The deficient dopamine incentive/reward pathways that all addicts share – be they substance users, gamblers, or compulsive shoppers – are depleted by trauma or stress in childhood and even by stress on the mother during pregnancy. As the authors do note, prolonged substance use will further damage the neurological pathways driving addiction. Thus the brain scan abnormalities of the adult reflect life experience; they are not the primary cause of addiction.

The human mind is not identical with the brain: in actuality, mental events shape the brain as much as brain formulates mind. The source of addiction is in the synergism of wounded mind and impaired brain.

Pond's father was a chronic alcoholic, oppressive, volatile and capricious. As an adolescent, Pond watched his father have drunken sex in their home with a strange woman while his mother was in hospital. "Hatred flares up from my gut, sears my brain," Pond recalls. Yet neither Pond (as psychotherapist) nor Pond (as alcoholic) perceives that it is the pain of childhood that, like all addicts, he has been compulsively re-enacting and running from all his life. The same pain also miswired his troubled brain circuits.

He inherited his addiction through the trauma inflicted on him and his siblings. Although predisposing genes may be involved, we must not confuse predisposition with predetermination; genes can be turned on or off by the environment. Even children born with predisposing genes have a greatly attenuated risk of addiction if brought up in emotionally nurturing homes. Large-scale population studies have identified childhood adversity as the most significant determinant of later dependence, as illustrated by the tragic and ongoing multigenerational harm residential schools perpetrated on our First Nations citizens.
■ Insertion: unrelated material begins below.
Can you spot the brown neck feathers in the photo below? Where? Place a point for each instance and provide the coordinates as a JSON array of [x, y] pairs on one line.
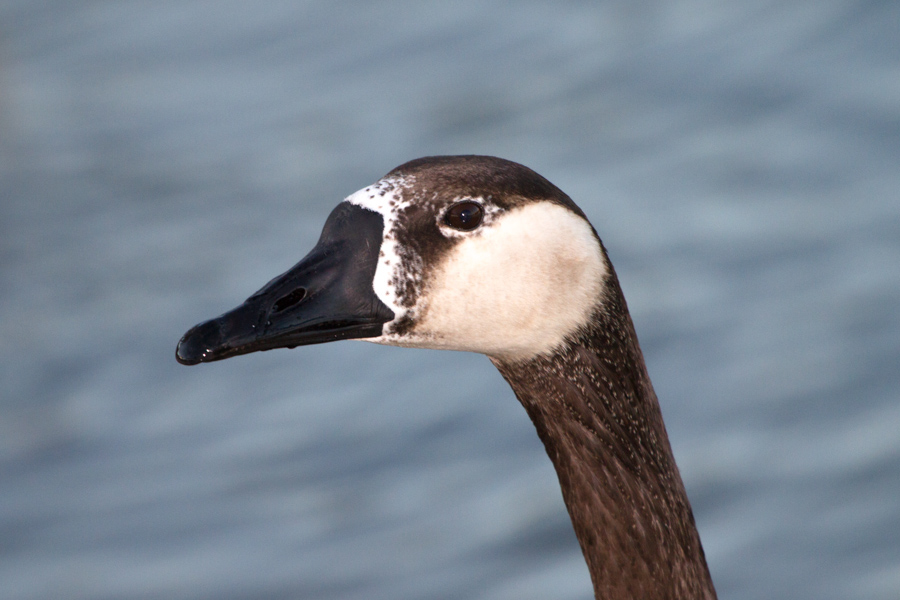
[[596, 412]]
Among the many deficiencies of the treatment industry, most grievous of all is the failure to recognize, address and heal the primal suffering at the very core of each addicted mind and soul. That the authors of this gripping and helpful work are also blind to the impact of trauma is an opportunity wasted.

Gabor Maté worked as an addiction physician in Vancouver's Downtown Eastside and is the author of In The Realm of Hungry Ghosts: Close Encounters With Addiction.